LeetCode 200 - Number of Islands

def num_islands(grid: list[list[str]]) -> int:
    rows, cols = len(grid), len(grid[0])
    count = 0

    def sink(r: int, c: int):
        if r < 0 or r >= rows or c < 0 or c >= cols or grid[r][c] == "0":
            return
        grid[r][c] = "0"  # mark visited
        sink(r + 1, c)
        sink(r - 1, c)
        sink(r, c + 1)
        sink(r, c - 1)

    for r in range(rows):
        for c in range(cols):
            if grid[r][c] == "1":
                sink(r, c)
                count += 1
    return count

Complexity

Algorithm	Time	Space
DFS	O(V + E)	O(V)
BFS	O(V + E)	O(V)
Topological sort	O(V + E)	O(V)

V = vertices, E = edges.
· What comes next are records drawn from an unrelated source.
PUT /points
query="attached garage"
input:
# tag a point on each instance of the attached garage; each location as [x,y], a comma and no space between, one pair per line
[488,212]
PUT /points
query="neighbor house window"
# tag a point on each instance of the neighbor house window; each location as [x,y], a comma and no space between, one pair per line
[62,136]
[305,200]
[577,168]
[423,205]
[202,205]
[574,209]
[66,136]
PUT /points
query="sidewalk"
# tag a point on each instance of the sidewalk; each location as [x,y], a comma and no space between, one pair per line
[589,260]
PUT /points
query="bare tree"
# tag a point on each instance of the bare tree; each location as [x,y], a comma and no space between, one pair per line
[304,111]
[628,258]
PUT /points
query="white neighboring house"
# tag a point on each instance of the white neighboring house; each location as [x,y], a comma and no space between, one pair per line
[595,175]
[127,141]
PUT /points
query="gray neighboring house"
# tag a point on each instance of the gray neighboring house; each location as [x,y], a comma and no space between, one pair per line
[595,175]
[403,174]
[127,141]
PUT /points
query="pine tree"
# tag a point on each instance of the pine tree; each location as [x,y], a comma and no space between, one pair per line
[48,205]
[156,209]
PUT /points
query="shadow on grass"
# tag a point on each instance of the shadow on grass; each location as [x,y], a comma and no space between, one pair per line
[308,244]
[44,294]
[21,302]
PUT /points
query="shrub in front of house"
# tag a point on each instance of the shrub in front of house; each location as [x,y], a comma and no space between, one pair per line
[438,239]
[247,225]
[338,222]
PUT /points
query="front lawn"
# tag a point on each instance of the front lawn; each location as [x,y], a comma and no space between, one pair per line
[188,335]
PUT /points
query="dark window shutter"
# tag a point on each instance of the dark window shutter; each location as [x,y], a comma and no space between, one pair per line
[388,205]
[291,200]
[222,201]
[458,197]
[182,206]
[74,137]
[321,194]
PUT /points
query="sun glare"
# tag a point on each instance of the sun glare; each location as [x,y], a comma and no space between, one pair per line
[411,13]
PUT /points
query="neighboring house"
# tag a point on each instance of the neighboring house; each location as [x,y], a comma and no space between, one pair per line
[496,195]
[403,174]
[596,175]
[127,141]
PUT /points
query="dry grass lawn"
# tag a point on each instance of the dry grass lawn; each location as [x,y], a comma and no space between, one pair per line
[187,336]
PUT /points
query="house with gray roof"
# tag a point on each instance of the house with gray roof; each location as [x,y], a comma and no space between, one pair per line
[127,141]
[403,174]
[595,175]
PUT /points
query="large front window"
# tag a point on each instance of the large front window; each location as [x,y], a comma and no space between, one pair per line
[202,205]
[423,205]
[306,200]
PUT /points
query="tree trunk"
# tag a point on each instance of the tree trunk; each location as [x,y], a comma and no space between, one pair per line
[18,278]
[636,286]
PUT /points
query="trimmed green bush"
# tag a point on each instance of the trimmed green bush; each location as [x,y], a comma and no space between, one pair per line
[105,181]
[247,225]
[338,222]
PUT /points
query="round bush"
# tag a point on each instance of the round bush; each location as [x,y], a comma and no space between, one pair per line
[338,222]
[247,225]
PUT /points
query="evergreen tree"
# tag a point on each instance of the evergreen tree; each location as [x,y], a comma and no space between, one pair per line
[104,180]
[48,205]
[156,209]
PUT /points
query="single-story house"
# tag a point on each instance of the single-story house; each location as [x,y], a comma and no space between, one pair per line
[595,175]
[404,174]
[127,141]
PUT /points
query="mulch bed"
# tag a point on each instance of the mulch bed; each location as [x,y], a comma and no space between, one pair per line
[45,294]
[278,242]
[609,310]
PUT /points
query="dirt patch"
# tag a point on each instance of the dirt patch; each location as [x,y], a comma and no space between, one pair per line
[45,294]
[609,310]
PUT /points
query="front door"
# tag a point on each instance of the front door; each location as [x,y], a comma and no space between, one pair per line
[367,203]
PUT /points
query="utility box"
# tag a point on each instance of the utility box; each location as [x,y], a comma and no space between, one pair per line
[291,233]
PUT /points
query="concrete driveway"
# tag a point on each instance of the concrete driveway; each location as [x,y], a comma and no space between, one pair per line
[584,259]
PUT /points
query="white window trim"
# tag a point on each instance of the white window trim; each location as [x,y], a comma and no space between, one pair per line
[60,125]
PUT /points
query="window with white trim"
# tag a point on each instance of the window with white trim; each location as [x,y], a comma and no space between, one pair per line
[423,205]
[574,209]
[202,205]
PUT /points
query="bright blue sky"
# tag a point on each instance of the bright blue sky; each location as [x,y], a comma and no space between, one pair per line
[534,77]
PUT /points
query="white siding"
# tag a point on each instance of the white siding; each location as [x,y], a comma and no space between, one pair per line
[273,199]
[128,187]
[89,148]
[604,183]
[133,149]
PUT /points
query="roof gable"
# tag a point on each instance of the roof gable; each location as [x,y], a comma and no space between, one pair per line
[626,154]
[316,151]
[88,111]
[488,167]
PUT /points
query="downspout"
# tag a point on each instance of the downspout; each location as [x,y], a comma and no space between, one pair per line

Both DFS and BFS visit every node and every edge exactly once.

Practice Problems

Problem	Difficulty	Link
Flood Fill	Easy	LeetCode 733
Number of Islands	Medium	LeetCode 200
All Paths From Source to Target	Medium	LeetCode 797
Clone Graph	Medium	LeetCode 133
Course Schedule	Medium	LeetCode 207
Course Schedule II	Medium	LeetCode 210
Pacific Atlantic Water Flow	Medium	LeetCode 417
Word Ladder	Hard	LeetCode 127
Rotting Oranges	Medium	LeetCode 994

Key Takeaways

Graphs model relationships — vertices are things, edges are connections
defaultdict(list) is the idiomatic Python adjacency list
DFS goes deep first (stack/recursion) — cycles, topological sort, path existence
BFS goes wide first (deque) — shortest path in unweighted graphs, minimum steps
Always use deque for BFS — list.pop(0) is O(n), deque.popleft() is O(1)
"Minimum/shortest/fewest" → BFS. "All paths/cycle/reachability" → DFS
Grids are graphs — each cell connects to its 4 (or 8) neighbors
Kahn's algorithm with deque is the cleanest topological sort for interviews
Both DFS and BFS are O(V + E) time